As if love was a competition.
As if happiness was something you stole instead of something you built.
I should have heard the warning in her voice.
But I wanted to believe my sister could be happy for me. I wanted that so badly it made me careless.
I always wanted to believe the best.
That was the difference between me and Melissa.
She believed the worst in everyone.
And she learned how to make it true.
After I found the hotel charge, I didn’t run to my mother.
I didn’t confront Melissa.
I didn’t cancel the wedding.
I did what I do.
I gathered facts.
I built a case.
Because if I’d learned anything from watching Melissa for twenty-nine years, it was this.
If you accuse her without proof, she will tear you apart and call it your fault.

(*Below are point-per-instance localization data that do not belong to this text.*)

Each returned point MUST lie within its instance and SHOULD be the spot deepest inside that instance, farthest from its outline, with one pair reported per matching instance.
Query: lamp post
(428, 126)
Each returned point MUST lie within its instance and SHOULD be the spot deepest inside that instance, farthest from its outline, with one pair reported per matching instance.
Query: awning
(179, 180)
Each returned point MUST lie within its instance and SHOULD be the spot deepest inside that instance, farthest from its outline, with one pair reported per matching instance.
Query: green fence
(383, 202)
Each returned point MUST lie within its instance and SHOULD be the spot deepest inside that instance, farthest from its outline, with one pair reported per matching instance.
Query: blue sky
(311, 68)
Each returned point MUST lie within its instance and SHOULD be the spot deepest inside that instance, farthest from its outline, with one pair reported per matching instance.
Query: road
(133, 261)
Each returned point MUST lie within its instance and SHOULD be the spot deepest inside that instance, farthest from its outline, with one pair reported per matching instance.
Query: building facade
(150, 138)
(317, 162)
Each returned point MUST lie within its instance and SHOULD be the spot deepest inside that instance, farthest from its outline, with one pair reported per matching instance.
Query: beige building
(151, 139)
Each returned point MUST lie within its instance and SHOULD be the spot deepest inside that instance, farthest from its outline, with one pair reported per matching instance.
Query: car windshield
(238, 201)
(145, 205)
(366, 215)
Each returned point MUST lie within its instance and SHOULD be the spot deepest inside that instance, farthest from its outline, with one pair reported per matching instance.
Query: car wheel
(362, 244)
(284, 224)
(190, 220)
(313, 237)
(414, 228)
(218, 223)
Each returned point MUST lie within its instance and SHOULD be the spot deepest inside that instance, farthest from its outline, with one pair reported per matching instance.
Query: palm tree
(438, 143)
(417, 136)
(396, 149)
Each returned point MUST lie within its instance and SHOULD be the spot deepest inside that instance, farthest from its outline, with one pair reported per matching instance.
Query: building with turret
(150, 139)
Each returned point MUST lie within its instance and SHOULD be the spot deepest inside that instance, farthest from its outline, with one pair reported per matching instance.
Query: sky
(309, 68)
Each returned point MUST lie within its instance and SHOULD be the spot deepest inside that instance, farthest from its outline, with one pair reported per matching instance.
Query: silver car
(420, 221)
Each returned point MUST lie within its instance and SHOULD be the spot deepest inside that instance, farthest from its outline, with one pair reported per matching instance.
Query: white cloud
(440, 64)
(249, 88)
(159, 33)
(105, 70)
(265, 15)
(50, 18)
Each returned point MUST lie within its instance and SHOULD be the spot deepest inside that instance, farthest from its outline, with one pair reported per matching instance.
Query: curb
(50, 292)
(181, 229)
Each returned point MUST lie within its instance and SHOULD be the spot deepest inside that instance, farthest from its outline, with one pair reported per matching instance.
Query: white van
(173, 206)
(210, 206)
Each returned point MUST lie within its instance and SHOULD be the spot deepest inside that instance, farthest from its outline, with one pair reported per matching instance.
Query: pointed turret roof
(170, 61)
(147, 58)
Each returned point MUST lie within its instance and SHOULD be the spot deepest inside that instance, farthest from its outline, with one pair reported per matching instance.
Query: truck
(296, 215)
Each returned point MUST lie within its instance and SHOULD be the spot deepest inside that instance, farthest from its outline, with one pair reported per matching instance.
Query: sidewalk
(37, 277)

And James, I realized, had been learning from her too.
That’s when I called Daniel Morrison.
I didn’t find him through a search. I found him through my cousin Marcus, who had a talent for knowing people he shouldn’t and treating it like a party trick.
Marcus texted me at midnight.
If you need someone to dig, I’ve got a guy. Daniel. He caught Senator Walsh with another woman.
I stared at the message. My heart was pounding, not because I was scared of Daniel, but because the word dig made everything feel real. Like I was admitting, in writing, that the life I’d planned was rotten at the center.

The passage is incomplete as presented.